Why write the replication log to two places? #5116

hashtagchris · 2024-07-04T23:52:29Z

hashtagchris
Jul 4, 2024

Why does the CouchDB Replication Protocol call for the replicator to write the same replication log to the source and target, and later compare them for common ancestry?

This requires the source database to accept writes. What are the benefits relative to having the replicator just write to the target db, or the local filesystem?

Answered by nickva

Jul 5, 2024

The reason is to ensure that if source is replaced (deleted and recreated and possibly populated with new data), the replication job would be able to detect that. Otherwise, it might continue checkpointing and just move on assuming the source data is all replicated to the target, while in fact it won't be any longer.

However, as of a few years ago we started adding an instance_start_time field in db info response:GET http://$server_url/$dbname [1]. It was always 0 before, but now it's a usable db creation unix timestamp value. That value would allow detecting if a source database has likely been recreated: we'd save that in the checkpoint on the target, and then verify if we restart the r…

View full answer

nickva · 2024-07-05T03:48:59Z

nickva
Jul 5, 2024
Collaborator

The reason is to ensure that if source is replaced (deleted and recreated and possibly populated with new data), the replication job would be able to detect that. Otherwise, it might continue checkpointing and just move on assuming the source data is all replicated to the target, while in fact it won't be any longer.
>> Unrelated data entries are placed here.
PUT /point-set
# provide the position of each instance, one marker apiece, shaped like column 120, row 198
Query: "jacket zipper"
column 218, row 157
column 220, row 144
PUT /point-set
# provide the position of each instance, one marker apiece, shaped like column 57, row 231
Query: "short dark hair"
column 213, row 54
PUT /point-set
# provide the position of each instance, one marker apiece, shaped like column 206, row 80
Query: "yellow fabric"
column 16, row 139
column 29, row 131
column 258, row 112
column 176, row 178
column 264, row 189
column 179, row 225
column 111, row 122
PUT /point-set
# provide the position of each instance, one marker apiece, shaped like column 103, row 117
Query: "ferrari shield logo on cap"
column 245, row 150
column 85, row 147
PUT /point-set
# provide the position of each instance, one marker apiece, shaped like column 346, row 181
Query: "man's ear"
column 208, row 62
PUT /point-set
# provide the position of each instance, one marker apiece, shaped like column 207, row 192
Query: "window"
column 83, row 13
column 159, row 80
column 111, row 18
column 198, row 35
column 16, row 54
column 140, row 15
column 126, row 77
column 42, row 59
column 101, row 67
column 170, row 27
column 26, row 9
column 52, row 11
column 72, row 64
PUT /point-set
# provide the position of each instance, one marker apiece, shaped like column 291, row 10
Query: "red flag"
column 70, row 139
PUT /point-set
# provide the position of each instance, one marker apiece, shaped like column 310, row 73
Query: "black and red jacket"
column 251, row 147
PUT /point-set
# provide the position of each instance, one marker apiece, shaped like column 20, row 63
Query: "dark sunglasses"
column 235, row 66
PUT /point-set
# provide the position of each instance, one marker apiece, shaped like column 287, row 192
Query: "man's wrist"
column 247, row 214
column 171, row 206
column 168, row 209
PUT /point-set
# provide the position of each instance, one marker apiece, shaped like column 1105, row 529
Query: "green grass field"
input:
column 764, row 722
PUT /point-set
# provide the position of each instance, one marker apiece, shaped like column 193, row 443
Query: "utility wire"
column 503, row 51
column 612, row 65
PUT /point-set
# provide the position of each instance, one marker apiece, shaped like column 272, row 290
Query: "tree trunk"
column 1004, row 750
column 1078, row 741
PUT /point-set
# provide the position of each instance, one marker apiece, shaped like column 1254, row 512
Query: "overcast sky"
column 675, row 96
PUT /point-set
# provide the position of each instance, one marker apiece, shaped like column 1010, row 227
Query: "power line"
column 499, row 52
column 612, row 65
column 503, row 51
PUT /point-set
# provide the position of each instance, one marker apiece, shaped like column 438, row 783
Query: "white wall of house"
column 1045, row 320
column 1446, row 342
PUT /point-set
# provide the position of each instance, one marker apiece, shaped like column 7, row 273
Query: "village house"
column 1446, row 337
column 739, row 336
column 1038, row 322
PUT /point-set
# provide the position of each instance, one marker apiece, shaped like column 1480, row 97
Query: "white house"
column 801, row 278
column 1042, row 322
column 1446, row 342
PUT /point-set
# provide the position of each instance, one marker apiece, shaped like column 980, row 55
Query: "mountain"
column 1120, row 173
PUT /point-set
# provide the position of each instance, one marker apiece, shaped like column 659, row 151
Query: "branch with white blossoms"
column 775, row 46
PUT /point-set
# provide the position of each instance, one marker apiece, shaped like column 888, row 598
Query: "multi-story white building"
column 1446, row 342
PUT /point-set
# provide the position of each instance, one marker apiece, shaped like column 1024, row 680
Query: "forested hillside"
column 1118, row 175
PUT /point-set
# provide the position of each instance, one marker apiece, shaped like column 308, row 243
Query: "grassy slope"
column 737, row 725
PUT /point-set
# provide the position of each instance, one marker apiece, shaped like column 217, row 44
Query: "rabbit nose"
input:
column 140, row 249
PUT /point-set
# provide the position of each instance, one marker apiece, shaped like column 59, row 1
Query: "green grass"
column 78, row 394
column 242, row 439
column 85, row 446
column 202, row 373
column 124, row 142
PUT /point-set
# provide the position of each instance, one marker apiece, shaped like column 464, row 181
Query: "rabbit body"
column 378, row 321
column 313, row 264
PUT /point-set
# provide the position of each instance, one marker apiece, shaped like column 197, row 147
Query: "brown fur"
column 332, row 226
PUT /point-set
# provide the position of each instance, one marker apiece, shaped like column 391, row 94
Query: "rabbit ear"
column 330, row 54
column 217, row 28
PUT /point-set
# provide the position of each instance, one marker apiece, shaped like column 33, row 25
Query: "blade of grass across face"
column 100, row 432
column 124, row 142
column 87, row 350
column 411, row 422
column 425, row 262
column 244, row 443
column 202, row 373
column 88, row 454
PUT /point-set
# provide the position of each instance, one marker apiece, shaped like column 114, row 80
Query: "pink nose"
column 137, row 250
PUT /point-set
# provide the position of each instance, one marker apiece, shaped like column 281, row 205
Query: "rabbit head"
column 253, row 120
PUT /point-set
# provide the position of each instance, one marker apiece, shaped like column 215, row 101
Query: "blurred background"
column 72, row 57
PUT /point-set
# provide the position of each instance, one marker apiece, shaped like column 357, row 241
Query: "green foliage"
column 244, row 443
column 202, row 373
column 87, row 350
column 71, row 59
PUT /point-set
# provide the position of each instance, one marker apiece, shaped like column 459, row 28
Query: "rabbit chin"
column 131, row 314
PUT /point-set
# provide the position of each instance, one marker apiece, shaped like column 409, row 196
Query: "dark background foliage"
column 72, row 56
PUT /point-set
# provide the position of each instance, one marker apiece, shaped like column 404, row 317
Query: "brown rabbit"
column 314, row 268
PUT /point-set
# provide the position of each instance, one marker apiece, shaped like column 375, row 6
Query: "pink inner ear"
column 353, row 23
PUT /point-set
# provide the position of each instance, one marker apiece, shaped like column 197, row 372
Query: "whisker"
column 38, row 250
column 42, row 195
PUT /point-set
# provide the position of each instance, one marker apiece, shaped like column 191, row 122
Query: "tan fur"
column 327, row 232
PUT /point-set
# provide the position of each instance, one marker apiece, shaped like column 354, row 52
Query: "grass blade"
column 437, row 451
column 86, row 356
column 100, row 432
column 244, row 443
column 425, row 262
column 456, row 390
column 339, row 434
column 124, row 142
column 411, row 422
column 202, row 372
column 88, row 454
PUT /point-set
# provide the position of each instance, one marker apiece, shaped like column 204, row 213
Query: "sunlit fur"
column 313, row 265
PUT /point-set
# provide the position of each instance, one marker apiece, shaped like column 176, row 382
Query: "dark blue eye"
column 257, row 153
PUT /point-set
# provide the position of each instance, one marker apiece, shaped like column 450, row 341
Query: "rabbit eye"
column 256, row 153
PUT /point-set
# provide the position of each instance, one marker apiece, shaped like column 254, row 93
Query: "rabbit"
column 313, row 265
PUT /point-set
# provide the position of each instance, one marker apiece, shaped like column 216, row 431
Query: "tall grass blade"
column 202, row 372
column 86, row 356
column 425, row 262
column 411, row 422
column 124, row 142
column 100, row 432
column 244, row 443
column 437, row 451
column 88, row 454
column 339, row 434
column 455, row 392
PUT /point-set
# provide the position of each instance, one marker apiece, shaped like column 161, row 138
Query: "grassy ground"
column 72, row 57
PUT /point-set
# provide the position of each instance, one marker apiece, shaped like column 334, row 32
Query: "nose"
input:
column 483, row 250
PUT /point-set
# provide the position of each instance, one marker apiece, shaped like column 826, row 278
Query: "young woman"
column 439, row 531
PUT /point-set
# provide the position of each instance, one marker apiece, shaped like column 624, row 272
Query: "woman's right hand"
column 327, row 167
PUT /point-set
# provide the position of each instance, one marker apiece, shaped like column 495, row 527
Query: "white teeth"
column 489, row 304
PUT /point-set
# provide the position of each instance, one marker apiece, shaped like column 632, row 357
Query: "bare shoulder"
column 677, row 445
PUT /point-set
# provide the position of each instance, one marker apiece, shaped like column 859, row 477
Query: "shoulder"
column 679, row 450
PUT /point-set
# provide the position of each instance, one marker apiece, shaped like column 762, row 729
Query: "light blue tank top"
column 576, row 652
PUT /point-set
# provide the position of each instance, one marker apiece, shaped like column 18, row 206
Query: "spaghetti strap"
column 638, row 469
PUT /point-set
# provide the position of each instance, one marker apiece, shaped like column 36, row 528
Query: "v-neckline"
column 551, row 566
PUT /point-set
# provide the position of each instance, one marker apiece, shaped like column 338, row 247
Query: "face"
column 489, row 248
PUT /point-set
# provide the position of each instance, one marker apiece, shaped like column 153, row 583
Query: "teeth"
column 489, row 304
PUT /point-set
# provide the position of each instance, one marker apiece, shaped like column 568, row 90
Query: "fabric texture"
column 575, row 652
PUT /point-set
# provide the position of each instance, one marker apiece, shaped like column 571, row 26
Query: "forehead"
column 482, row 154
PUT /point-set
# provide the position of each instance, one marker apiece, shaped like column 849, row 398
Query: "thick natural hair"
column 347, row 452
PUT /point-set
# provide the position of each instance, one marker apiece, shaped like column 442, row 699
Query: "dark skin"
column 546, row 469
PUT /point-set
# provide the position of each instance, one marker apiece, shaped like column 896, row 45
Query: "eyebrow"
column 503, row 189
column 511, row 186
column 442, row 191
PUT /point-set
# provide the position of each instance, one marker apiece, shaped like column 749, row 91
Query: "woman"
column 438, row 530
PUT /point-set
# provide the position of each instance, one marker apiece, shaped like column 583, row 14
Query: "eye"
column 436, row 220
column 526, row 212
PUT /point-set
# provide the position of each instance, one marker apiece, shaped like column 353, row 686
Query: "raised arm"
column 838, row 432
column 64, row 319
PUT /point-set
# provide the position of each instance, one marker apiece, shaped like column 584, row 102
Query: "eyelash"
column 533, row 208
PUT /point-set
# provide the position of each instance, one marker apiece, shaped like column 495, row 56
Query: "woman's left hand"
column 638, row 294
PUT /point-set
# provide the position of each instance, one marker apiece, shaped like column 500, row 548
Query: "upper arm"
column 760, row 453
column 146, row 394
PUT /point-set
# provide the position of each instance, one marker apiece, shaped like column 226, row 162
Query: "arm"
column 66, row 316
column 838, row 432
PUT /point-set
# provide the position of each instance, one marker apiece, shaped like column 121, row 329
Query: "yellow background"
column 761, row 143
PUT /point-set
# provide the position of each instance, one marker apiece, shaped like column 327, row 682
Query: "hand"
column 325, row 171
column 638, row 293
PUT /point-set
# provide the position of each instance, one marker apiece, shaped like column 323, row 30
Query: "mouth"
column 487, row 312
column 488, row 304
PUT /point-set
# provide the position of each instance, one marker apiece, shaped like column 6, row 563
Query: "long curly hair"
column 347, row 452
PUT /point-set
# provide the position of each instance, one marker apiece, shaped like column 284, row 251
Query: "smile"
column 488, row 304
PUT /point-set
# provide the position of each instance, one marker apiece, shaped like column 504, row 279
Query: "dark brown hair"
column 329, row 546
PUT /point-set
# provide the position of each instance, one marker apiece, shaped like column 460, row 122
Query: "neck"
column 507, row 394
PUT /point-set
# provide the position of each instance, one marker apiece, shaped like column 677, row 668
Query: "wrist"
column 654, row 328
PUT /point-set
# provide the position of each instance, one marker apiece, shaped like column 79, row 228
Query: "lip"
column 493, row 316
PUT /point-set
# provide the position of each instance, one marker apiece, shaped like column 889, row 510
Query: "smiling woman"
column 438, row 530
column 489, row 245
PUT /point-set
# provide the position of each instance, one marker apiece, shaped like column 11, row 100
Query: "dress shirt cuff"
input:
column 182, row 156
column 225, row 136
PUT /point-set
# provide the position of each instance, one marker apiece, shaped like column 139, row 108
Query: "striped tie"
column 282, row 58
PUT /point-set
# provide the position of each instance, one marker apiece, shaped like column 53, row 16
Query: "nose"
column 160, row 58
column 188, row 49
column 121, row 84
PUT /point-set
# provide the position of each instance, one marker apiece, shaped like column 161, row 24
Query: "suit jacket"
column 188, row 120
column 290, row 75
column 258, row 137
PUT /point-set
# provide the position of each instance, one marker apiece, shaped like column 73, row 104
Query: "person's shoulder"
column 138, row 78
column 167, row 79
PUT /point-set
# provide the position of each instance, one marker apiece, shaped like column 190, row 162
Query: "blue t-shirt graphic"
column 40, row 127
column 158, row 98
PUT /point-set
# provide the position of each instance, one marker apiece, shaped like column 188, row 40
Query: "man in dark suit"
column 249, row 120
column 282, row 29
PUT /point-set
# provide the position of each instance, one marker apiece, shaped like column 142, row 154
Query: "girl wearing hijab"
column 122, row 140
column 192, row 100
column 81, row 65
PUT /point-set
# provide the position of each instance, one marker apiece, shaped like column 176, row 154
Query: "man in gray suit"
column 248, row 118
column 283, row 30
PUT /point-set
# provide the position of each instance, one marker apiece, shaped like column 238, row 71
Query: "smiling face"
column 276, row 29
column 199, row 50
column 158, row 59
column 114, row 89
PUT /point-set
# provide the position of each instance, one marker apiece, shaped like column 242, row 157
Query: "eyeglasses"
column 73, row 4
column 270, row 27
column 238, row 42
However, as of a few years ago we started adding an instance_start_time field in db info response:GET http://$server_url/$dbname [1]. It was always 0 before, but now it's a usable db creation unix timestamp value. That value would allow detecting if a source database has likely been recreated: we'd save that in the checkpoint on the target, and then verify if we restart the replication job or when we attempt to checkpoint. That would make it possible to avoid writes to the source db, since we could have a reasonable way to detect if that db was replaced.

[1] #3901

3 replies

hashtagchris Jul 6, 2024
Author

Thanks. I did some quick testing and verified that I do miss some changes following the restore of an older backup for the source database.

# create a "source" database and add some documents (beforeBackup1, beforeBackup2)

# stop CouchDB and backup data
% cp -r couchdb couchdb.bkup

# start CouchDB and add some more documents to the source database (inbetween1, inbetween2)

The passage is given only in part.